主人公。教職1年目。教師になる熱意に燃えて、西華小学校に赴任。 やる気とパワーは人一倍あるものの、時には突っ走り過ぎるのが玉にキズ。しばしば飛び出す口癖から「トライだ先生」と 呼ばれるようになる。4年3組担任。

教職20 年の経験豊富な学年主任。4年1組担任。一見いかついが、 温かく見守りながら的確なアドバイスをしてくれ、 頼れる存在。ジャグリングなど意外な特技も。

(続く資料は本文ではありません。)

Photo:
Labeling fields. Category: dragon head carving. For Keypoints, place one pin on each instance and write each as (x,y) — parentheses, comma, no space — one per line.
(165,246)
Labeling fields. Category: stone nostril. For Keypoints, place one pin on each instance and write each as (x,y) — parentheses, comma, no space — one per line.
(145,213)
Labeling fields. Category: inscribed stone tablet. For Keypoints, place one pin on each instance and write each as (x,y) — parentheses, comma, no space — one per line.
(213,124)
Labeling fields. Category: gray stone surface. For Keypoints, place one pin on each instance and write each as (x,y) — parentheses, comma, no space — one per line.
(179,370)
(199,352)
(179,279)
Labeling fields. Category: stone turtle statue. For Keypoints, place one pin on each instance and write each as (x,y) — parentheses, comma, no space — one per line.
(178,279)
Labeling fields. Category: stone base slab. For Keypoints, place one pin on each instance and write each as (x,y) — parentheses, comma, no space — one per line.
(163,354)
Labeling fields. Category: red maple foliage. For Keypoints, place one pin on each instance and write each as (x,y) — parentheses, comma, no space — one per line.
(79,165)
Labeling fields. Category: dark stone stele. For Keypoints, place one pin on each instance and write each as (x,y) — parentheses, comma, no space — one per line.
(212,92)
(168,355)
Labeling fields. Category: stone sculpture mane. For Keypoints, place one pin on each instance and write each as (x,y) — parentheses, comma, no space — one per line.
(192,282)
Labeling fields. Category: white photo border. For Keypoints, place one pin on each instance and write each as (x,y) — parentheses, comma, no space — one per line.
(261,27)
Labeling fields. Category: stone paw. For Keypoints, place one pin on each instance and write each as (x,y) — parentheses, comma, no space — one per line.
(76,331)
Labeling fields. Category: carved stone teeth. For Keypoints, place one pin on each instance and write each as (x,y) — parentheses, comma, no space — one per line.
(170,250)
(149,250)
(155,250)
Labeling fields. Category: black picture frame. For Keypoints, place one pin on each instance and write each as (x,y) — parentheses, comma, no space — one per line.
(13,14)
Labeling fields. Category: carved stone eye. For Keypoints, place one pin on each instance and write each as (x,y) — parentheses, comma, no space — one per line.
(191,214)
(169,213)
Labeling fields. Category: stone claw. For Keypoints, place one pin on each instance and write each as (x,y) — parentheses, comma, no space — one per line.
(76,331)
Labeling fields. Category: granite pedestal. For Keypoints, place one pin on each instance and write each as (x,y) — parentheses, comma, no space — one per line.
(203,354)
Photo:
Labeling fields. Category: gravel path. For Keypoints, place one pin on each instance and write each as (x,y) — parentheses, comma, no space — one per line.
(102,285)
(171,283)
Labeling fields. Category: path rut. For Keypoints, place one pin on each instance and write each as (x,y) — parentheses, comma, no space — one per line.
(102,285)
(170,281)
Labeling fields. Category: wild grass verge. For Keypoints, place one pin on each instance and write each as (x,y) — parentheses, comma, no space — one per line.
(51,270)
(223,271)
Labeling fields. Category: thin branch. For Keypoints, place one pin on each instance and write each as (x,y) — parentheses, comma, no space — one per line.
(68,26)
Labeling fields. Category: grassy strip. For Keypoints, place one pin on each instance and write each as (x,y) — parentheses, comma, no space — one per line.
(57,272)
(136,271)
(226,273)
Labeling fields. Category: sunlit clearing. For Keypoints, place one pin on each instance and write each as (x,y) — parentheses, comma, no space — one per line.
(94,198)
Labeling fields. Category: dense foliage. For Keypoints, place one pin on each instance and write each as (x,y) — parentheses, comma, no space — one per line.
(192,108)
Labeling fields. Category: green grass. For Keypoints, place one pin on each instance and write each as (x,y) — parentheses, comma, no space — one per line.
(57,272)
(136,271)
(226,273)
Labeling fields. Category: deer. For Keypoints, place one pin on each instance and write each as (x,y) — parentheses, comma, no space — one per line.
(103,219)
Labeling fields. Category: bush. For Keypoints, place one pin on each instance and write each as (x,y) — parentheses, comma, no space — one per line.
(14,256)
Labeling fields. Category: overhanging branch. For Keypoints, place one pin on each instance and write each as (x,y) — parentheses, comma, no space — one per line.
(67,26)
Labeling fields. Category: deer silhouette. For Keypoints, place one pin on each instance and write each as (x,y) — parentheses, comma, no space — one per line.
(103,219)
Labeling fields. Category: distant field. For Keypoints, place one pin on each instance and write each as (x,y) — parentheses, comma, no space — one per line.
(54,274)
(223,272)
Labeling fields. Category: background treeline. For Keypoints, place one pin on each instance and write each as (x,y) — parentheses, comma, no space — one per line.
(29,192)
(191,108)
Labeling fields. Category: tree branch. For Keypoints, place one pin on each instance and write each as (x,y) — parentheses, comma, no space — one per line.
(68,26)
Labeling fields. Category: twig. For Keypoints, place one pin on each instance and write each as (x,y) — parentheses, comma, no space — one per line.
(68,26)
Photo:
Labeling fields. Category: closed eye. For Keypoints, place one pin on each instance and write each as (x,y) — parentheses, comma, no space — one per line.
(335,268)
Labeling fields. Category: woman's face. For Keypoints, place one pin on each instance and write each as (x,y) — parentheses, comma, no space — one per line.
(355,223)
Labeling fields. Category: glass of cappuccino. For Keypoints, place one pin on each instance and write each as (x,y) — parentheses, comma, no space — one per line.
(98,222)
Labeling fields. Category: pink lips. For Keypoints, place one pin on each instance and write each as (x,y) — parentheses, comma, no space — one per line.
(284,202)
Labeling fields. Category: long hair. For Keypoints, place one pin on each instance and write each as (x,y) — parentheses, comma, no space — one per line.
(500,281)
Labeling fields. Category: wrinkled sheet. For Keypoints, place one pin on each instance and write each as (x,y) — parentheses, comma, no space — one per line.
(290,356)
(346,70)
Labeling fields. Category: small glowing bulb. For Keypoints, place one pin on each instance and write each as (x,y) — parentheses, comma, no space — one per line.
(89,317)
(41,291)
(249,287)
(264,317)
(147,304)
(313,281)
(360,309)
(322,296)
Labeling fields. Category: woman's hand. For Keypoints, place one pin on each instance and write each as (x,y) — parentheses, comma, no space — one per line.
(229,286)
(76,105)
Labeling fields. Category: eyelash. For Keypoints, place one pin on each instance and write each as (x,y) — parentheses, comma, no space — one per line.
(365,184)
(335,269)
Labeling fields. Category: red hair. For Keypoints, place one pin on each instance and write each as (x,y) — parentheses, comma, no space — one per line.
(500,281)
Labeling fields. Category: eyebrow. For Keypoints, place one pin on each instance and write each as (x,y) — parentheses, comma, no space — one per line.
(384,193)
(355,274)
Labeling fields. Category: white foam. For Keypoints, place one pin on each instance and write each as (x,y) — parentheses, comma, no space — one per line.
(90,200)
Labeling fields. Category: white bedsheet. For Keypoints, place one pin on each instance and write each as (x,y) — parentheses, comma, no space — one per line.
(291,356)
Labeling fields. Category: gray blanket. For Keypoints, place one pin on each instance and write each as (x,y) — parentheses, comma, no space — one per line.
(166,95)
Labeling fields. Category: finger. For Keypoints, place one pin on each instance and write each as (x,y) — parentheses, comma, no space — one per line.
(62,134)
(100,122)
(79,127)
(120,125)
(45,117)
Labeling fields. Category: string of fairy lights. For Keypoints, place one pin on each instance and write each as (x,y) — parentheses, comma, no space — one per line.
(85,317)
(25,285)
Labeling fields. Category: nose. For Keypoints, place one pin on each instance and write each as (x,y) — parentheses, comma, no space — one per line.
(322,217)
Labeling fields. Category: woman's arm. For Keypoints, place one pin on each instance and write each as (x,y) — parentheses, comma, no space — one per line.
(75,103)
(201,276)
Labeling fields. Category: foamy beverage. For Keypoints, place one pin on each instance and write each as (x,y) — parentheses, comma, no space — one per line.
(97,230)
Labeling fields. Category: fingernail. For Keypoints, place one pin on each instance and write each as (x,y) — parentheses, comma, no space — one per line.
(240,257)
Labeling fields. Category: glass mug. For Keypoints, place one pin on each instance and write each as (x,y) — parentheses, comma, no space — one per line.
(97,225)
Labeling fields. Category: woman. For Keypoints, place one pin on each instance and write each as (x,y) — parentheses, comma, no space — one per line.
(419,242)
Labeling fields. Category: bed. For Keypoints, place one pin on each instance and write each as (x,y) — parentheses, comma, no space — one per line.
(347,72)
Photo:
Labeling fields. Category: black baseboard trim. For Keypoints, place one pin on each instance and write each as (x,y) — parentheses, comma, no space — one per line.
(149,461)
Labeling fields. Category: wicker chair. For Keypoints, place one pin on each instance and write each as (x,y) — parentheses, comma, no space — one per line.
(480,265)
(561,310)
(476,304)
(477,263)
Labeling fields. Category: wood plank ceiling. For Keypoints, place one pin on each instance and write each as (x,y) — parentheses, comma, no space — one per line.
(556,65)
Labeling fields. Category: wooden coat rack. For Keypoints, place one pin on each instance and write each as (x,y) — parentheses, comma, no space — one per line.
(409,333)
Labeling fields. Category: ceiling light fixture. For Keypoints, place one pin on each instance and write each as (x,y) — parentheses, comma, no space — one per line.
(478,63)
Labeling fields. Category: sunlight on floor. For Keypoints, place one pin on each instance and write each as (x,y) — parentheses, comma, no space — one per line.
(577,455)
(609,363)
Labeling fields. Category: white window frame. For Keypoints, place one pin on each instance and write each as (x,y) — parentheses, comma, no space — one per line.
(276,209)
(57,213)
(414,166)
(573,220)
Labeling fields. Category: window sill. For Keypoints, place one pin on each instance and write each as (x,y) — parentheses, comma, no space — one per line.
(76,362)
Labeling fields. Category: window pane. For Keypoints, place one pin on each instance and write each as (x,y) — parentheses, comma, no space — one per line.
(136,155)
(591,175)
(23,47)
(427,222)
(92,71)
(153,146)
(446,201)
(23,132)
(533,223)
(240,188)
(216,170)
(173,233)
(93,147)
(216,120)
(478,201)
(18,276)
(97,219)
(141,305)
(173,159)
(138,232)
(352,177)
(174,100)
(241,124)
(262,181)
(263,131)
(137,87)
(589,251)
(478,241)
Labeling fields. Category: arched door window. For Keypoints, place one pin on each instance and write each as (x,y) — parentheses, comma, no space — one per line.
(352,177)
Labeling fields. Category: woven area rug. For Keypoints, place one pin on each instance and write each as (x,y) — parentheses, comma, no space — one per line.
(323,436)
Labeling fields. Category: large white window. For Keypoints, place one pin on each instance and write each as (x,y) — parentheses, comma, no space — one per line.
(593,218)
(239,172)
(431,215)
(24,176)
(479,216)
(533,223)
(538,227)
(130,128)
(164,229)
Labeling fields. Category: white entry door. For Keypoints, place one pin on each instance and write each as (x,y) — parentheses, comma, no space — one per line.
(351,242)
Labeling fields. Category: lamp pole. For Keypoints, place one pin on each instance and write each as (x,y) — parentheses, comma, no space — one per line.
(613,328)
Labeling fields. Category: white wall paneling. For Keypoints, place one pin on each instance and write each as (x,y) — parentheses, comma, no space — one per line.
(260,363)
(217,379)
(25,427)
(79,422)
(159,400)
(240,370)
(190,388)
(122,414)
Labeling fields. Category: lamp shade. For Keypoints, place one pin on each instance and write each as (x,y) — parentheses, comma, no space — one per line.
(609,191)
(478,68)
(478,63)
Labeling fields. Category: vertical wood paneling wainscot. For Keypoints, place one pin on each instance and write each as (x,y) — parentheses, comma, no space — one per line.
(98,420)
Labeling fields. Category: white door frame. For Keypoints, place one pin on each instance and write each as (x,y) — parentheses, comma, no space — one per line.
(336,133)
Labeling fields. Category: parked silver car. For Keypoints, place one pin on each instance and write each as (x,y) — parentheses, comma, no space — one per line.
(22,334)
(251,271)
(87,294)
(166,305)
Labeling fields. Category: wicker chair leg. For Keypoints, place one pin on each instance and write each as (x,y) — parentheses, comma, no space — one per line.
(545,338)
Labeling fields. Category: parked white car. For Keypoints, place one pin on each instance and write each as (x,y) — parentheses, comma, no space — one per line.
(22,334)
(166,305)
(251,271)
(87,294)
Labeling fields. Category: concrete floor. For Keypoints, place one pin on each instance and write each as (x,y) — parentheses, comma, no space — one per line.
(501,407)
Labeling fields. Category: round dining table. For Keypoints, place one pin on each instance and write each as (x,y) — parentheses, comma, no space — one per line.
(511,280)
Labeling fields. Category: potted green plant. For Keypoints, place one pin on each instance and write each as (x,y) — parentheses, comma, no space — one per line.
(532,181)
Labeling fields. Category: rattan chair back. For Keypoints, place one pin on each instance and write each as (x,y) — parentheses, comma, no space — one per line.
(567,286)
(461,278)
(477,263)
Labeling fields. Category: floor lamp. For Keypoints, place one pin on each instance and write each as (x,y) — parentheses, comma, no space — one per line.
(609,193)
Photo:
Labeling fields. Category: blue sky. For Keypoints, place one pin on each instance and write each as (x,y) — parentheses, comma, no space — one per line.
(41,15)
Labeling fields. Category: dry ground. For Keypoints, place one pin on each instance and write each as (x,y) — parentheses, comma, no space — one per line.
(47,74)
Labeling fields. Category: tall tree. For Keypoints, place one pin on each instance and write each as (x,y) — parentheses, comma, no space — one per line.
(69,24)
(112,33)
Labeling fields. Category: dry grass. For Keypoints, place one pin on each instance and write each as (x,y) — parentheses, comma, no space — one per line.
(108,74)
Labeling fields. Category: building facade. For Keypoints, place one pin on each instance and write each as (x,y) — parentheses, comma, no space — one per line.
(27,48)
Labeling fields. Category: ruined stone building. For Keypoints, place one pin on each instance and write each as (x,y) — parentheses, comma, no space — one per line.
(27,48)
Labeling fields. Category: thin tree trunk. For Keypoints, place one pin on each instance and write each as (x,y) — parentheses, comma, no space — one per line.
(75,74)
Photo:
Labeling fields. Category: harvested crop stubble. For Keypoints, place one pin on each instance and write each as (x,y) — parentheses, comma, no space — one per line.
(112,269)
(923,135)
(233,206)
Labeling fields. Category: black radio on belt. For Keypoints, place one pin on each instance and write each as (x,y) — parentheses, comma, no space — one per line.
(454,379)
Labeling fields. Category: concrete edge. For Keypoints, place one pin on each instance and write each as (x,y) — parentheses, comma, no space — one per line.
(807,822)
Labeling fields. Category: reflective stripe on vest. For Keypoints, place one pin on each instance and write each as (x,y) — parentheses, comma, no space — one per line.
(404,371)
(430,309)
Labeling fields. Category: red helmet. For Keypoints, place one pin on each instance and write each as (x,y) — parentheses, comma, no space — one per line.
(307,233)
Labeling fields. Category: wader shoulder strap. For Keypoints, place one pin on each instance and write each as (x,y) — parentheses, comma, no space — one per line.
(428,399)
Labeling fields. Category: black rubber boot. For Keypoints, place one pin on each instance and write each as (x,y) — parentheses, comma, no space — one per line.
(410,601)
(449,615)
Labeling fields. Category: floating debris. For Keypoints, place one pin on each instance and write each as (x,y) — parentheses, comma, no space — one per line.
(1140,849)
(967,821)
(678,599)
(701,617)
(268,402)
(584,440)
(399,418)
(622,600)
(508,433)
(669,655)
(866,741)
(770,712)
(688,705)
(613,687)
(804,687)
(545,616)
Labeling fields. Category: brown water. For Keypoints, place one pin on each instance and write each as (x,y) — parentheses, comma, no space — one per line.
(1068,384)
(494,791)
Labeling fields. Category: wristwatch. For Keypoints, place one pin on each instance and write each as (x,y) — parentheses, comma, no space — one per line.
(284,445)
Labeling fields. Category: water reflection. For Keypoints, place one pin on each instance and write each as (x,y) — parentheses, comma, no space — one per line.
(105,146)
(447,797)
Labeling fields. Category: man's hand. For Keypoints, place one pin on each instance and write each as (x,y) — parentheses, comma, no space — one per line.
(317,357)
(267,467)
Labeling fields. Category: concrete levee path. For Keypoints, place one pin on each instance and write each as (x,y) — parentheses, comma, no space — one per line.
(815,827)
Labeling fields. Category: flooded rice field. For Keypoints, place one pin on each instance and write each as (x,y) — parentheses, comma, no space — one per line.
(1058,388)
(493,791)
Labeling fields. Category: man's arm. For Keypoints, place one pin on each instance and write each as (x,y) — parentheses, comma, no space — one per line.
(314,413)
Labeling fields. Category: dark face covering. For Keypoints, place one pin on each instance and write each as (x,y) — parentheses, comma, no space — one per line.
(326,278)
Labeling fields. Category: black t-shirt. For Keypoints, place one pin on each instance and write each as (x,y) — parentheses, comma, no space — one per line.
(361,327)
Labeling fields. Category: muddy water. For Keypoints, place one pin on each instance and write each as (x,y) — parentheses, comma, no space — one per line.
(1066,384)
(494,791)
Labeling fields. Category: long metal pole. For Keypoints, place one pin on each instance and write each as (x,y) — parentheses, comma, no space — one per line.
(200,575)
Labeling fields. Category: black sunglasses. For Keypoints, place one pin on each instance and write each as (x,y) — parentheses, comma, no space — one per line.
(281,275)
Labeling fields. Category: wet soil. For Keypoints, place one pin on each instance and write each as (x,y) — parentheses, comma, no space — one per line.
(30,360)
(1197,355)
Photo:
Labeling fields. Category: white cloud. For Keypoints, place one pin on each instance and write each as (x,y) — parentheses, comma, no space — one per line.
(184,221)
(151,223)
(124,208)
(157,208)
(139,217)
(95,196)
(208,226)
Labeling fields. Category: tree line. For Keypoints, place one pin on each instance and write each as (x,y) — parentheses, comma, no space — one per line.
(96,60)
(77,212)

教職3年目。4年2組担任。新採のトライだ先生を励ましつつも一 歩リード。きまじめな性格で、ドライな印象を与えてしまうことも。音楽好きでピアノが得意。
「担任の仕事」を全うするには…
放課後、2組の教室に緊急集合した4年の先生たち。
憔悴(しょうすい)した葵先生を囲み、話し合っています。
「思い出したんです。去年のこと…。規律の乱れ、反発する子や問題行動…。今年こそと4月に誓ったのに…」
顔を覆う葵先生。
主任が厳しい顔で続けます。
「昨年は、生徒指導部として支援をしたが…、問題対応の基本は何だった?」
「なぜこうなったのか、まず分析する。そして、問題点に全力でぶつかる…」*ポイント1
気を取り直して答える葵先生に、主任は優しく微笑みました。
「そうだ、やるしかない。ただ…、ズバリ言うが、昨年のつまずきと原因は同じだ。葵先生は、学級全員を《可愛い》と思えていたかな?」
下を向く葵先生。
じっと答えを待つ主任に、暫くして小さな声で答えます。
「…いいえ。指示に従わないノリやアツシ、集団に馴染みにくいサキ…。確かに、可愛く思っていませんでした。いい授業をすることばかり気にかけて」
「どの子も本気で可愛がってるよなぁ、君は」
渡来先生の肩を叩き、話を続ける主任。
「授業力は葵先生に敵わないが、トライだ先生は全員から慕われている。学級の基盤は絆づくりだ!」
『学級の機能回復の方策』
まず、学級のうまく機能していない状況や子どもたちとの関係性の崩れに向き合い、どのパターンで崩れてきているのかを見極めます。そして機能しない状況のパターン別に、回復の手立てを挙げます。
①先生に反抗型
○教師の対応の修正をする。
◦行動を促すような指示の出し方をする。
◦ 頭ごなしでなく、子どもの言い分を聞き、今後へのアドバイスをする。
◦ 子どもの行動のよくない面だけを注意する。
○ よりよい人間関係がつくれるような活動を取り入れる。
○ 参加型で認め合いができるような授業展開を工夫する。
②先生となれ合い型
○学級内のルールを再確認する。
◦ 集団で生活するために最低限必要なルールは先生が提示する。
○ルールを守ることへの見通しをもつ。
◦ みんなで話合いをする。
◦ 先生も守り、定期的に点検する。
○ ルールを守ってする遊び等のトレーニングをする。